Methods: Twenty-four consecutive patients underwent heavily T2-weighted (hT2W) MR cisternography (MRC), hT2W 3-dimensional (3D) fluid-attenuated inversion recovery (FLAIR) with inversion time of 2250 ms (positive perilymph image, PPI), and hT2W-3D-IR with inversion time of 2050 ms (positive endolymph image, PEI) 4 hours after intravenous administration of single-dose gadolinium-based contrast material (IV-SD-GBCM). Two images were generated using 2 new methods to process PPI, PEI, and MRC. Three radiologists contoured the cochlea and vestibule on MRC, copied regions of interest (ROIs) onto the 2 kinds of generated images, and semi-quantitatively measured the size of the endolymph for the cochlea and vestibule by setting a threshold pixel value.

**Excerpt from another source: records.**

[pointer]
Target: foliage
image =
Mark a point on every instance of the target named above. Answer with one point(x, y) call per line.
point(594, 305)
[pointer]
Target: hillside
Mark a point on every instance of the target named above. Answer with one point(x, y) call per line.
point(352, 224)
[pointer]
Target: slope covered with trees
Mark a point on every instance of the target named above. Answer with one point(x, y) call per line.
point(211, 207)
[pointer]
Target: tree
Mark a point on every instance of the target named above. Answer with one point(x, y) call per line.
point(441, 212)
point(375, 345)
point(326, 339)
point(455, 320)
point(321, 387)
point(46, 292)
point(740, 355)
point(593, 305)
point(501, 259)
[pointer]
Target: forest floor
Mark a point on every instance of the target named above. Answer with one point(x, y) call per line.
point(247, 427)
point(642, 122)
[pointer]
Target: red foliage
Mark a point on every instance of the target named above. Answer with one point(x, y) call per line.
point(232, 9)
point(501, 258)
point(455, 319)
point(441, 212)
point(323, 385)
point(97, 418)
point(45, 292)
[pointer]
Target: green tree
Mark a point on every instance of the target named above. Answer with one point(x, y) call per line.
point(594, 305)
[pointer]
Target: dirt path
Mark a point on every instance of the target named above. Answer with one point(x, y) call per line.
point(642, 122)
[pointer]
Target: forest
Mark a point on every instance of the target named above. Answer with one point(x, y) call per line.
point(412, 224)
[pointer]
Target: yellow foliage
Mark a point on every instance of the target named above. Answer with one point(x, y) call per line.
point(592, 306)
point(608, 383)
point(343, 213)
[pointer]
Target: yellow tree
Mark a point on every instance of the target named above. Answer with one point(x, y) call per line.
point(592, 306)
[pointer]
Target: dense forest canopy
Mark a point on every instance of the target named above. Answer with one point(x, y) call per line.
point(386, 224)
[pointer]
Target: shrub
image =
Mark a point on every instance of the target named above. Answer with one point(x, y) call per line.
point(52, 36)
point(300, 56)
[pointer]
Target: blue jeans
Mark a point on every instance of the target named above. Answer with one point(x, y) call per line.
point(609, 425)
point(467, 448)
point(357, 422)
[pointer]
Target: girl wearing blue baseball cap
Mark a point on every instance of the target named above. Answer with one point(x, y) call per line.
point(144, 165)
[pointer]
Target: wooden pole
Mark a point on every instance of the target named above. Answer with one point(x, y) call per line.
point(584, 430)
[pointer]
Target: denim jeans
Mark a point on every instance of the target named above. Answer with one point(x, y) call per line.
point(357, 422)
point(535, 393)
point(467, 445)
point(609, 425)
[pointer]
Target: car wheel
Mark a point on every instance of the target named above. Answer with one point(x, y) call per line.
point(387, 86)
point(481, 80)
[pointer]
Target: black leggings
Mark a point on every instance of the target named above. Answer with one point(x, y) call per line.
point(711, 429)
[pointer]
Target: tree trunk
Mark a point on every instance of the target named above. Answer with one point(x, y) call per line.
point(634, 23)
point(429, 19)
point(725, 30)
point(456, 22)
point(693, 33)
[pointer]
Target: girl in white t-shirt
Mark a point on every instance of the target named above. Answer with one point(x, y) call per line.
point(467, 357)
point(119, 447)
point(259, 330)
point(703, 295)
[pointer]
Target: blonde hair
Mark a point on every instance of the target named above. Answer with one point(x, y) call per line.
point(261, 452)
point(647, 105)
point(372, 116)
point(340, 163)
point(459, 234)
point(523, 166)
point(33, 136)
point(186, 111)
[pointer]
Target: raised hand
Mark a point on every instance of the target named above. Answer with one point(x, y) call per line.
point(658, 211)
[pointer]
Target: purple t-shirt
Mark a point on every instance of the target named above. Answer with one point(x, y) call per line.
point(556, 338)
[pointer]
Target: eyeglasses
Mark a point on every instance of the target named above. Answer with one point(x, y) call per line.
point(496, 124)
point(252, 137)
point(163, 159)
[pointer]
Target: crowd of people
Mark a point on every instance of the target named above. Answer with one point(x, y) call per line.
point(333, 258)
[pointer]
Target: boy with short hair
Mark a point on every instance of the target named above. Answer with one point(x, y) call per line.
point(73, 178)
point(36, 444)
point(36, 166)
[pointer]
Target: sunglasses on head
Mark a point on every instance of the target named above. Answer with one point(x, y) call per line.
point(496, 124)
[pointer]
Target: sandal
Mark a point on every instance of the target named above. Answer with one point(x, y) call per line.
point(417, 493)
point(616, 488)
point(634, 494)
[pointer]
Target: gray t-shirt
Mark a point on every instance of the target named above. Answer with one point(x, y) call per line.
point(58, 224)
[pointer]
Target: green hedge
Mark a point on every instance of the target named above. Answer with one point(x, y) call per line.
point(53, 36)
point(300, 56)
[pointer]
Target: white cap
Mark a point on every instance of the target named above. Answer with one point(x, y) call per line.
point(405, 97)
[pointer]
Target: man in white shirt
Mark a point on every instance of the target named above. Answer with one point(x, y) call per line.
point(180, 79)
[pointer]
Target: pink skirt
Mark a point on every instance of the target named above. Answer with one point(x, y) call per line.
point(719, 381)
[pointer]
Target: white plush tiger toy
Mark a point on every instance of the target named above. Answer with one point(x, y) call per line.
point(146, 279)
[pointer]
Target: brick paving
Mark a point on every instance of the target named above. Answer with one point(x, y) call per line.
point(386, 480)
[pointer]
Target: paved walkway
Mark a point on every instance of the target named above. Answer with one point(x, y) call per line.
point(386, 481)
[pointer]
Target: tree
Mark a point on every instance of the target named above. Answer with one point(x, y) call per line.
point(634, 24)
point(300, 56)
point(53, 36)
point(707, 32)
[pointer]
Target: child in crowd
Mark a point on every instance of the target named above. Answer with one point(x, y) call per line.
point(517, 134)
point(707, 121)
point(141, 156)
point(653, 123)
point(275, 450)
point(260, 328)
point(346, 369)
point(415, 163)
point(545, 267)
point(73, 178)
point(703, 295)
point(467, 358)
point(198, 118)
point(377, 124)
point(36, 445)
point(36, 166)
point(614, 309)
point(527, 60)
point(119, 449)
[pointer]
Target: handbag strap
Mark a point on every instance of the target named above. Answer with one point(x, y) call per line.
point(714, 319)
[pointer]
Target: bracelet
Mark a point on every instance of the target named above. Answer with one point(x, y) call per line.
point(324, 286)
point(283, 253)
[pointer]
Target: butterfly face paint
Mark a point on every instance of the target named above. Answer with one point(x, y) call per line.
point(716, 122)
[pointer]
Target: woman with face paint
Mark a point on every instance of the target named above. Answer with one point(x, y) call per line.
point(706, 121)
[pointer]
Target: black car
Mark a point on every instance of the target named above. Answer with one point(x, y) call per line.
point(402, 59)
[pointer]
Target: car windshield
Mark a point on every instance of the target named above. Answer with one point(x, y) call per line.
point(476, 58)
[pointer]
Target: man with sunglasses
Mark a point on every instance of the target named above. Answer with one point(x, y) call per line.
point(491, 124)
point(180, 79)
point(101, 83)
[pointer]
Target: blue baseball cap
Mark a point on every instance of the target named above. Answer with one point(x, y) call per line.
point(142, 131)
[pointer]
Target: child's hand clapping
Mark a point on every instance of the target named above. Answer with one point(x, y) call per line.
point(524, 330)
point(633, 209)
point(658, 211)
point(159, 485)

Results: Each observer noted a strong linear correlation between endolymphatic size of both the cochlea and vestibule of the 2 kinds of generated images. The Pearson correlation coefficients (r) were 0.783, 0.734, and 0.800 in the cochlea and 0.924, 0.930, and 0.933 in the vestibule (P<0.001, for all). In both the cochlea and vestibule, repeated-measures analysis of variance showed no statistically significant difference between observers.
Conclusion: Use of the 2 kinds of generated images generated from MR images obtained 4 hours after IV-SD-GBCM might enable semi-quantification of endolymphatic size with little observer dependency.